By Alex Longley
The Organization of Petroleum Exporting Countries and its allies have indicated that their meeting in Vienna this week wouldn’t deliver deeper production cuts to prevent the possible return of a surplus next year. Instead, the group is expected to focus on improving the implementation of existing curbs by nations including Iraq, which have consistently flouted their targets. Saudi Arabia has been signaling that it’s no longer willing to compensate for the laggards.
Iraq’s Oil Minister Thamir Ghadhban went against those expectations on Sunday, telling reporters that there could be an additional cut of about 400,000 barrels a day. The Middle Eastern country makes an improbable candidate to push for steeper supply reductions, having actually increased production since last year’s deal and breaking subsequent promises that it would fall into line.
“We consider additional cuts unlikely but a rollover of the current agreement until September or December 2020, with an additional focus on compliance,” analysts at consultant JBC Energy wrote in a report. “Anything on top of that would send a bullish signal, while an extension of only three additional months until June could seem bearish.”
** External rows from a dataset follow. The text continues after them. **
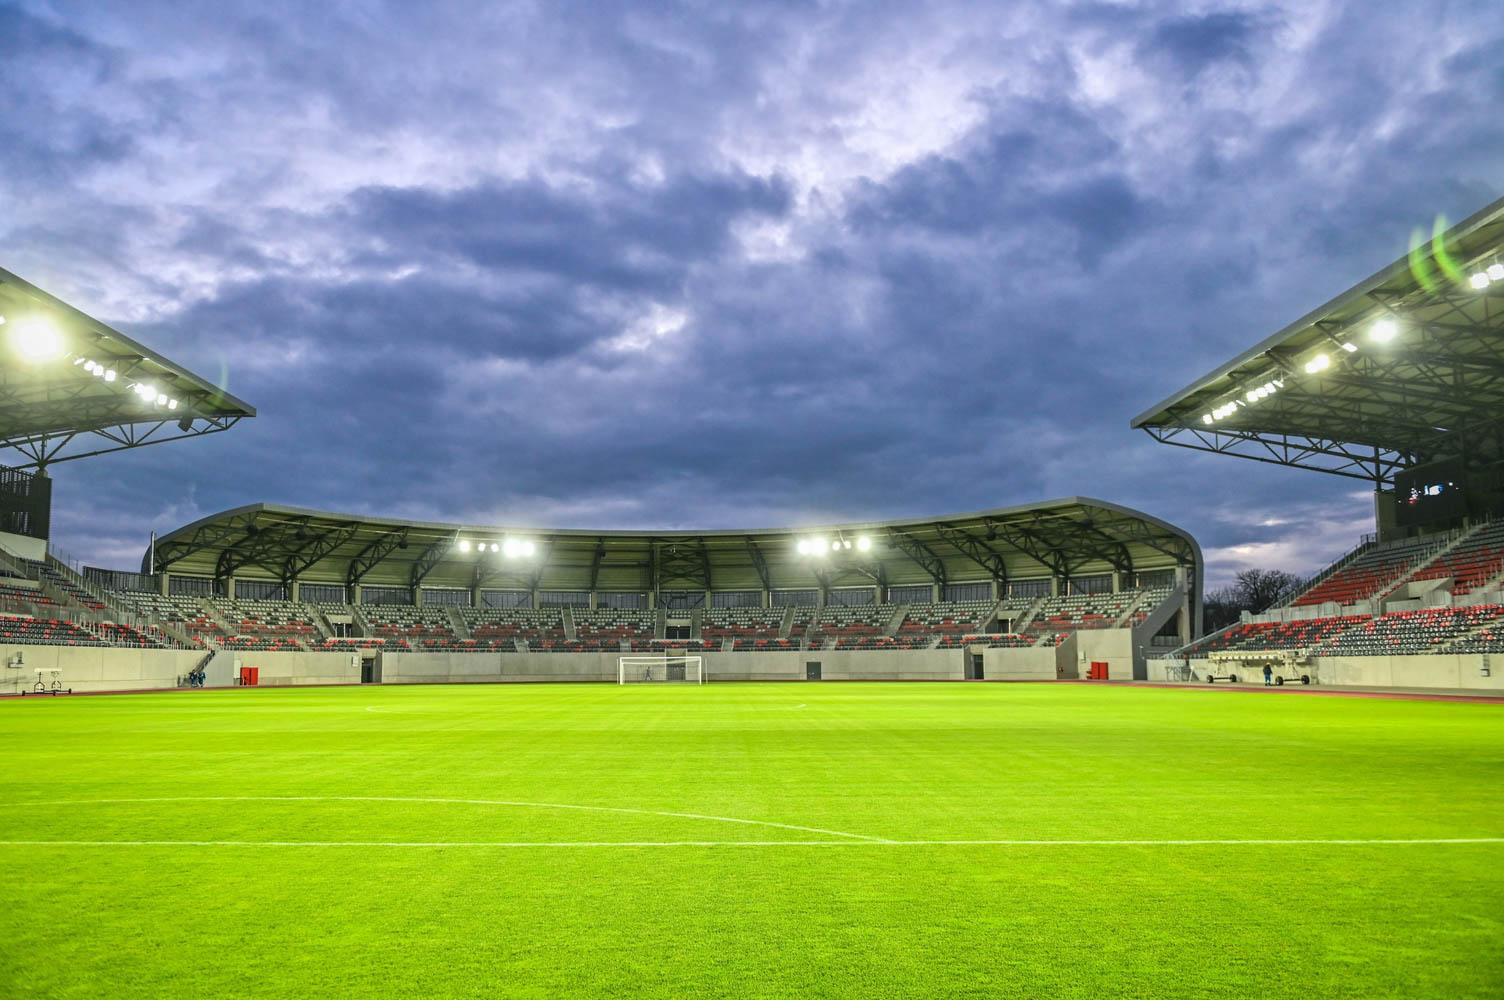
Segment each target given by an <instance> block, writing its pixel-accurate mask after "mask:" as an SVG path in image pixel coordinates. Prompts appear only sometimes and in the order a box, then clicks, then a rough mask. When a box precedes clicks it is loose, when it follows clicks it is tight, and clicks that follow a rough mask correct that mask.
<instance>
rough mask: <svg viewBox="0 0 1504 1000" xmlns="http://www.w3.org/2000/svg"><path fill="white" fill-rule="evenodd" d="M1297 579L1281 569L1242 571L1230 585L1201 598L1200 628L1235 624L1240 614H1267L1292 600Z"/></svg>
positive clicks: (1215, 629)
mask: <svg viewBox="0 0 1504 1000" xmlns="http://www.w3.org/2000/svg"><path fill="white" fill-rule="evenodd" d="M1299 583H1301V580H1299V577H1298V576H1295V574H1293V573H1286V571H1284V570H1244V571H1242V573H1239V574H1238V576H1236V577H1235V580H1233V582H1232V583H1229V585H1227V586H1223V588H1220V589H1215V591H1211V592H1208V594H1206V597H1205V598H1203V605H1202V608H1203V611H1202V620H1203V623H1202V627H1203V629H1206V632H1208V633H1211V632H1217V630H1218V629H1226V627H1227V626H1230V624H1235V623H1236V621H1238V620H1239V618H1241V617H1242V612H1245V611H1247V612H1251V614H1254V615H1257V614H1259V612H1263V611H1268V609H1271V608H1274V606H1275V605H1278V603H1281V602H1286V600H1289V598H1290V597H1295V591H1296V588H1298V586H1299Z"/></svg>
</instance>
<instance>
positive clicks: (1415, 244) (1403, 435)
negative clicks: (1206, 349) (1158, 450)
mask: <svg viewBox="0 0 1504 1000" xmlns="http://www.w3.org/2000/svg"><path fill="white" fill-rule="evenodd" d="M1442 226H1444V223H1438V226H1436V229H1435V230H1433V233H1432V238H1430V239H1429V241H1421V239H1420V238H1418V236H1417V239H1415V241H1412V242H1414V250H1412V251H1411V253H1409V254H1408V256H1406V257H1402V259H1400V260H1396V262H1394V263H1393V265H1390V266H1388V268H1385V269H1384V271H1379V272H1378V274H1376V275H1373V277H1372V278H1369V280H1366V281H1361V283H1358V284H1357V286H1355V287H1352V289H1349V290H1348V292H1343V293H1342V295H1339V296H1337V298H1336V299H1333V301H1331V302H1327V304H1325V305H1322V307H1321V308H1318V310H1314V311H1311V313H1308V314H1305V316H1302V317H1301V319H1298V320H1295V322H1293V323H1290V325H1289V326H1286V328H1284V329H1281V331H1280V332H1277V334H1274V335H1272V337H1269V338H1268V340H1265V341H1263V343H1260V344H1257V346H1256V347H1251V349H1250V350H1247V352H1244V353H1241V355H1238V356H1236V358H1233V359H1232V361H1229V362H1227V364H1224V365H1220V367H1218V368H1217V370H1215V371H1212V373H1211V374H1208V376H1205V377H1202V379H1197V380H1196V382H1193V383H1191V385H1188V386H1187V388H1184V389H1181V391H1179V392H1176V394H1175V395H1172V397H1170V398H1167V400H1164V402H1163V403H1160V405H1157V406H1154V408H1152V409H1149V411H1148V412H1145V414H1140V415H1139V417H1136V418H1134V421H1133V426H1134V427H1142V429H1143V430H1146V432H1148V433H1149V435H1151V436H1154V438H1155V439H1158V441H1163V442H1164V444H1170V445H1179V447H1185V448H1196V450H1200V451H1215V453H1223V454H1233V456H1239V457H1244V459H1254V460H1259V462H1272V463H1277V465H1289V466H1299V468H1304V469H1318V471H1322V472H1334V474H1337V475H1348V477H1354V478H1361V480H1369V481H1372V483H1375V484H1376V486H1387V484H1391V483H1393V478H1394V474H1396V472H1397V471H1400V469H1405V468H1411V466H1417V465H1427V463H1430V462H1438V460H1445V459H1462V460H1468V462H1477V460H1480V459H1481V460H1483V462H1484V463H1489V465H1492V463H1496V462H1499V460H1501V459H1504V438H1501V435H1504V420H1501V415H1504V198H1501V200H1498V202H1495V203H1493V205H1490V206H1487V208H1486V209H1483V211H1481V212H1478V214H1475V215H1474V217H1471V218H1468V220H1466V221H1463V223H1460V224H1457V226H1454V227H1451V229H1450V230H1445V232H1442Z"/></svg>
West Texas Intermediate for January delivery rose $1.31 to $56.48 a barrel on the New York Mercantile Exchange as of 12:26 p.m. London time. Brent for February settlement advanced $1.40 to $61.89 a barrel on London’s ICE Futures Europe Exchange. The global benchmark crude traded at a $5.44 premium to WTI for the same month.
Even if the OPEC+ doesn’t need to go beyond its existing curbs, data suggest it will at least need to prolong the supply deal past its current end-March expiry.